Disconnecting from technology and reconnecting, to nature and each other by coming together in community, feels more important than ever. When so much seems set to drive us apart; physically, personally and from our natural habitat…we must resist…and perhaps create!
A doorway to new beginnings?
I am feeling increasingly called to find a way to give something through my creativity, maybe to facilitate others finding their way back to their innate creativity or through connecting and creating offer some therapeutic benefit?
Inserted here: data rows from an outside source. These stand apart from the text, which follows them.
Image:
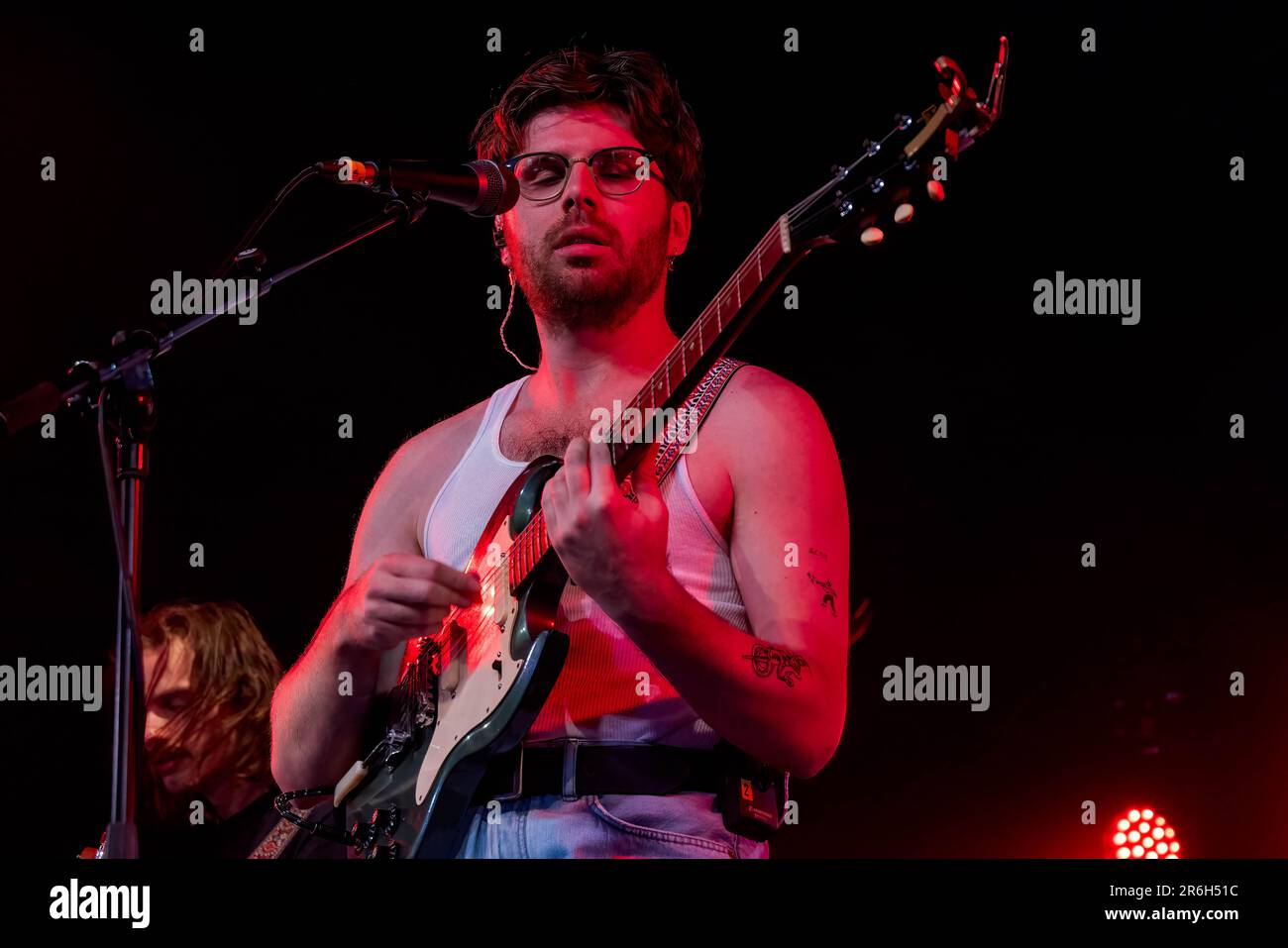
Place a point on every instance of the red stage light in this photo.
(1142, 833)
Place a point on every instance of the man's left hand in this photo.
(612, 546)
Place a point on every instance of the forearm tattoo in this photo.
(768, 660)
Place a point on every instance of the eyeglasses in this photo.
(617, 171)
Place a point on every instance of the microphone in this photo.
(483, 188)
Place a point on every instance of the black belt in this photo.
(575, 768)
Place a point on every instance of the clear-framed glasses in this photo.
(618, 171)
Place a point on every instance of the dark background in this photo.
(1108, 685)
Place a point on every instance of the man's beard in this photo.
(587, 296)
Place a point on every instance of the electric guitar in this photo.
(472, 689)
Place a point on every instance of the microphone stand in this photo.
(124, 393)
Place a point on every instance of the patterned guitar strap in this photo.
(271, 845)
(682, 429)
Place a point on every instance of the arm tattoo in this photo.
(764, 659)
(828, 591)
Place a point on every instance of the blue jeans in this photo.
(678, 826)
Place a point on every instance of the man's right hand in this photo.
(402, 596)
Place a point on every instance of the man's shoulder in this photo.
(758, 402)
(446, 438)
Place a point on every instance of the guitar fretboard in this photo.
(706, 340)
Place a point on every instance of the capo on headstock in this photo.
(954, 89)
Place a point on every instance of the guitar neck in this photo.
(704, 342)
(708, 338)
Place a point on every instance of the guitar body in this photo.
(467, 694)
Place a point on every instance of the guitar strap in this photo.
(690, 416)
(271, 845)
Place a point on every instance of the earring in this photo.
(503, 344)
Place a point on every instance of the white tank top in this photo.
(600, 694)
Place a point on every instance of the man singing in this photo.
(711, 607)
Maybe I could provide, even in a small way, sanctuary and community, a space in nature to disconnect from the noise of the human world and reconnect to the inner landscape where peace can be found.
I fear I may not be up for the task, but I’m pushing through those feelings anyway and trusting that a way will appear.


It feels like an act of resistance today to disconnect from technology and reconnect to nature, to put down your phone wander into the woods and sit with nature, with our true nature and to rest in the beauty of wild things.
As always…thank you for reading this artist’s musings.
Oh I feel a transformation coming on and I wonder what exciting idea you’ve been cultivating deep in the woods…? I totally relate to all of this Hannah, the world is so noisy and sometimes so utterly despairing. It feels so futile to be banging on about what I made and what I’m doing. I want real connections with compassion and empathy, to celebrate the beauty of humanity with real people. I want to chuck my phone into the sea, instead I’ve stepped back (not stopped completely) from social media and really tried to be a bit more present in my day to day. It’s a work in progress… 💚
Yes. Another way I've heard it said is "making art is the antidote to doomscrolling." The way to let go of technology's tight hold is to relax, make art, go into the woods, etc.